To his credit, Frank seeks to look at the whole of Truman’s time in office. He spends some time, for instance, on Truman’s involvement with the race-related issues of his America. But even Frank, always ready to defend Truman, is forced to admit this involvement was limited. “Truman was never in a hurry when it came to the changes that real racial equality would bring,” he writes, adding optimistically: “but injustice, and unfairness, grated on him, the cruelties inflicted on blacks angered him, and he wanted no part of any of that.”
It’s hardly a picture of visionary leadership, but Frank is often commendably even-handed in that assessment. He refers to Truman as “a determined man, a man of limited imagination and experience, who happened to be a good man, and who managed to hold tight for nearly eight years as he was hurled through the mid-twentieth century, and wouldn’t, or couldn’t, let go.” It echoes the assessment of former Christian Science Monitor columnist Roscoe Drummond, who allowed, “While he does not count himself a heavy thinker, Mr. Truman knows what is going on in Washington.”
But perhaps inevitably any weighing of the trials of Harry Truman tends to come back to the most historic, most momentous decision he or any other world leader has ever made: the decision to use nuclear weapons in warfare.
Truman hadn’t known about the Manhattan Project before he became president, and Frank asserts that the plan to use atom bombs against Japan was already so set in stone that nothing could change it. “In theory, Truman could have decided not to use the bomb,” he writes, “but that would have meant reversing a decision that, as a practical matter, had been made for him.” That’s not exactly “The Buck Stops Here.”

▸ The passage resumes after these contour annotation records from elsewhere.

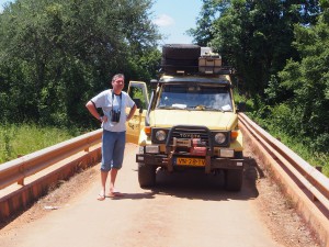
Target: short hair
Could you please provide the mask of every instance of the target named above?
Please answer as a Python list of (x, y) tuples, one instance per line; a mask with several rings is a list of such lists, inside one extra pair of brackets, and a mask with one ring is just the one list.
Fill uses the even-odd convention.
[(112, 77), (112, 82), (114, 82), (116, 79), (118, 79), (118, 78), (123, 78), (123, 79), (125, 79), (125, 76), (123, 75), (123, 74), (116, 74), (116, 75), (114, 75), (113, 77)]

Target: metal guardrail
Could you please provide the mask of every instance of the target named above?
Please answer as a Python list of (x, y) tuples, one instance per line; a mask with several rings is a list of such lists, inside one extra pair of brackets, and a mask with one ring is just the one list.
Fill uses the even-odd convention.
[(101, 136), (102, 130), (93, 131), (0, 165), (0, 189), (15, 182), (23, 186), (25, 178), (81, 150), (88, 151), (101, 142)]
[(239, 126), (252, 138), (257, 153), (272, 165), (299, 213), (329, 247), (329, 178), (239, 113)]

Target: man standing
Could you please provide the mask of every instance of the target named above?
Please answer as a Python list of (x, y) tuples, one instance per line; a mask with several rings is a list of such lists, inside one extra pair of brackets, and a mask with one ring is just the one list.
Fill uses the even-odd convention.
[[(123, 91), (124, 75), (117, 74), (112, 78), (112, 90), (107, 89), (86, 104), (89, 112), (97, 117), (103, 127), (102, 136), (102, 165), (101, 165), (101, 183), (102, 189), (98, 200), (105, 199), (105, 184), (110, 172), (110, 192), (109, 197), (122, 197), (115, 191), (114, 183), (117, 171), (122, 168), (124, 149), (126, 143), (126, 121), (129, 121), (137, 109), (132, 98)], [(103, 115), (98, 113), (101, 108)], [(131, 108), (129, 114), (126, 115), (126, 108)]]

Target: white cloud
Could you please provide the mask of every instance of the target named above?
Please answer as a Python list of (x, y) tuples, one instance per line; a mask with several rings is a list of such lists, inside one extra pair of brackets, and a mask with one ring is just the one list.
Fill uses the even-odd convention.
[(158, 26), (169, 26), (174, 24), (174, 20), (167, 14), (160, 14), (154, 20), (154, 23)]

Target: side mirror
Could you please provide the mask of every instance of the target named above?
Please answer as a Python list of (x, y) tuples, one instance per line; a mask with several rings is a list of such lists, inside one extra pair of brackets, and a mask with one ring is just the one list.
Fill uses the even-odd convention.
[(158, 80), (151, 79), (150, 80), (150, 86), (151, 86), (151, 89), (155, 90), (157, 88), (157, 86), (158, 86)]
[(143, 103), (140, 99), (133, 99), (133, 101), (135, 102), (137, 109), (139, 109), (139, 113), (143, 112)]
[(237, 105), (238, 112), (246, 112), (246, 102), (239, 102)]

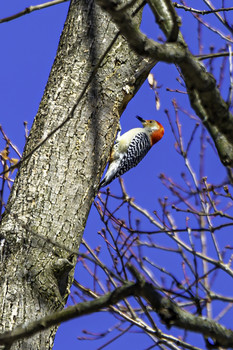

The justification Truman himself used for the rest of his life – that using the bomb accelerated Japan’s surrender, thereby sparing the lives of half a million U.S. soldiers who would otherwise have needed to slog from island to island in an invasion of Japan – is dismissed by Frank as “something of a fiction.” But that doesn’t seem to matter to him, nor, he argues, did it to the president. “No matter the number, Truman understood that it was a president’s duty to protect American soldiers; momentum overcame doubt and hesitation.”
This is no justification, as plenty of people understood at the time. Frank quotes an American hostess talking to a friend: “Every time I look at a picture of President Truman, I think what an honest, decent face he has but how incongruous it was to hear from that flat, unimpressive voice those bloodcurdling words about the power of the atomic bomb.” “Bloodcurdling” is the key word, and Frank’s own research only grotesquely confirms it: “Not least of the reasons to go forward was a natural, if chilly, curiosity to see if, and how, the ‘gadget’ … worked in an actual war.”
“The Trials of Harry Truman” looks with refreshing directness at both Truman’s strengths and weaknesses – readers seeking an even-handed account of the major issues in his administration need look no further than this solid volume. They just need to proceed with caution, as Frank himself admits: “Anyone retelling that story must contend not only with the alarms of the present age but, in the character of Harry S. Truman, with the immeasurable power of sentimental imagination.”